Davidson also worries about the mandatory quarantines students will have to face and pay for if they are forced to return to their home countries.
“One of the other effects from this ICE decision is that it sent sort of a chill around the world about studying in America, and we don’t need that to happen. We love our international students. They add so much diversity to the campus. There are fabulous students,” Davidson said. “This is not who we are.”
Denver7 also received statements from other colleges about the ICE ruling.
The vice provost for Colorado State University’s international affairs department, Kathleen Fairfax, wrote:
“We are reviewing the new temporary final rule to understand its implications for our international students. Our international students - 2,034 on-campus last year - are a vital part of our community at Colorado State University, sharing their skills and perspectives on our campuses while gaining the knowledge and experiences that come from studying abroad at this top-performing public research university. Since CSU is planning for hybrid in-person instruction in the Fall we are hopeful that our students’ ability to maintain their student visas will not be adversely impacted.

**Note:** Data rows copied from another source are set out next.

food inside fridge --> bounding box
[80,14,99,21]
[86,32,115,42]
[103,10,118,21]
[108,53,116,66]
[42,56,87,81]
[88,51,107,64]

However, CSU is seeking clarification on several points in the guidance and we will update students when we have more information.”
Meanwhile, the President of the University of Colorado wrote:
“The University of Colorado’s four campuses are planning for fall reopening with a hybrid of in-person classes augmented by some remote learning, and we look forward to welcoming our international students back to our campuses. They enrich our campus communities and enhance the diversity of the educational experience for all our students. We are working with our partner higher education associations and institutions to ensure that our international students can continue their educational journeys.”